Габриель встал из-за стола и, подойдя к окну, невидящим взглядом посмотрел на улицу. Там ходили люди, но перед его мысленным взором стоял ноутбук и последний абзац психологического этюда об Искариоте. Знак вопроса в конце предложения вспух, словно ужаленный ядовитым насекомым, расплылся и заплясал на противоположной стороне улицы. Габриель очнулся. Он сел за стол и отправил текстовой файл редактору журнала. Ответ пришел быстро. Редактор попросил выйти на видеосвязь.

На экране появился человек лет пятидесяти. Круглое маленькое лицо с пухлыми губами приятно улыбнулось.

— Здравствуйте, я главный редактор журнала «Наука и жизнь» Борис Карев.

Он говорил на английском языке.

— Габриель Санчес.

— Я прочел психологический этюд. Весьма неплохо. Мы издадим его в сетевой версии журнала. Лично у меня возникла интересная мысль, а что если издать этюд отдельной книгой, доработав художественно. Взять драгоценные крупицы мыслей и инкрустировать их в литературный текст?

— Стоит подумать.

— Да, чуть не забыл. Хотелось уточнить ваши биографические данные. Вы не указали в письме дату рождения.

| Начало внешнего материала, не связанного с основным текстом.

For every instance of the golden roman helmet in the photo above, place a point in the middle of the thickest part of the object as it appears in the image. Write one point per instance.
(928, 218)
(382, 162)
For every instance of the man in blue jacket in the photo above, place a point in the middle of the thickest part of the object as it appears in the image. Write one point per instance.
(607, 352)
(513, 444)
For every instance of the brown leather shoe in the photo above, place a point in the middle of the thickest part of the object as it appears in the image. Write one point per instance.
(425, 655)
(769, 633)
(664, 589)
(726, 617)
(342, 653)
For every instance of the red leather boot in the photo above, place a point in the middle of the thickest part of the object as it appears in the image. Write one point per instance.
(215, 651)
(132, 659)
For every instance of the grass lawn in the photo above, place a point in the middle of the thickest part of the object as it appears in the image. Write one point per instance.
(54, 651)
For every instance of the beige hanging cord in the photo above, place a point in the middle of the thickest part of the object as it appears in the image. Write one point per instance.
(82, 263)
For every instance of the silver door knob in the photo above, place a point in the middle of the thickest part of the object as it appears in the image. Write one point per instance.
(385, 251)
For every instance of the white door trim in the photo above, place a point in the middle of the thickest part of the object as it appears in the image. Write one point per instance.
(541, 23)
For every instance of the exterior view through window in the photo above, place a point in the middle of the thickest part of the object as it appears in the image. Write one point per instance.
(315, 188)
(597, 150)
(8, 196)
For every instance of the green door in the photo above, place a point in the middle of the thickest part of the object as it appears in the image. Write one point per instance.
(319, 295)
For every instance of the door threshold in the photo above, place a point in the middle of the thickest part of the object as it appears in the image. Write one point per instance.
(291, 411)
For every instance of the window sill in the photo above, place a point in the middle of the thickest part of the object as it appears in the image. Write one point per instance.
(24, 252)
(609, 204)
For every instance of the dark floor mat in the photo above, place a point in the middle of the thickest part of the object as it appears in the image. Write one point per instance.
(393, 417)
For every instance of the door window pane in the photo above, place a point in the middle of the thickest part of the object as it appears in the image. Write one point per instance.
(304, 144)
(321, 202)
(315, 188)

— Пятнадцатое июня две тысячи сто двадцать первого года.

— Отец и мать?

— Приемные.

— Ага. Настоящие родители неизвестны?

— Нет. До сих пор не имею о них сведений. Появился я на свет в роддоме города Джексонвилл.

— Судя по коду связи, вы находитесь сейчас в Англии?

— Верно. Это дом родственников моих приемных родителей. Он как нельзя лучше подошел для уединения. Постоянно проживаю в Мехико.

— Спасибо. Мое предложение остается в силе. Подумайте над книгой. Скажу даже в каком направлении двигаться. Язык постарайтесь облегчить. Уж больно он костоломный. Название этюда «Последние дни Христа» весьма многообещающее, но не верное. О Спасителе упоминается вскользь, а я бы хотел увидеть его и Иуду равновеликими личностями. Изобразите их противостояние. Нам нужен конфликт. Надеюсь, вы не против такого изменения?

— Нет, ну, что вы.

— Вот и хорошо. Работайте. Если очень постараться, то можно претендовать и на бумажное издание. До свидания.

Габриель закрыл окно видеосвязи и устремился на просторы Интернета, погрузившись в поиск. Первая вещь нашлась сразу — «Геометрия Юровского». Габриель рассмотрел рисунки, являющиеся моделями нульмерного, одномерного, двухмерного, трехмерного пространства. Вплоть до шестимерного. Суть изображений пояснялась текстом. Вся ошибка заключалась в традиционном представлении людей о пространстве. Юровский отступал от привычных моделей. В древние времена, пояснял автор, трехмерное пространство представляли в виде трех осей: «x», «y» и «z», которые перпендикулярны относительно друг друга. Теперь же правильно было бы сделать их параллельными прямыми. Трехмерное пространство становилось призмой с треугольным сечением. Объекты, расположенные внутри нее, можно описать тремя координатами, являются треугольниками. Такая ориентация осей координат, по мнению Юровского, отвечает на вопрос, почему нульмерные, двухмерные объекты не видны в нашем мире, а объекты с большей пространственной мерностью воспринимаются искаженно. Далее фантазия автора разрослась буйным цветом, не заботясь о научности. Юровский предположил, что «черные дыры» и объекты сродни им не трехмерны. Автор провел четкое разграничение понятий: количество координат у пространства и количество координат у объекта, находящегося внутри этого пространства. Он высказал смелую гипотезу, что человек имеет большее количество координат. Другими словами, три фиксированные координаты в трехмерном пространстве — это физическое тело, а все остальные координаты находят свою привязку в других пространствах, но автор объяснил это положение мимоходом, будто замалчивая о чем-то. Также Юровский разобрал время. На Земле оно одномерно, но существуют миры, где время движется параллельными потоками разного ритма. Объект в таком мире обычно ощущает себя проживающем несколько жизней сразу. И опять Юровский ушел далеко в своих измышлениях. Он предположил, что «где-то, а точнее нигде в привычном представлении» находится пространственно-временная дыра, где нет ни времени, ни протяженности, но есть жизнь. Тут автор задался вопросом: «А что есть вечность? Это бесконечно текущее время или его отсутствие?»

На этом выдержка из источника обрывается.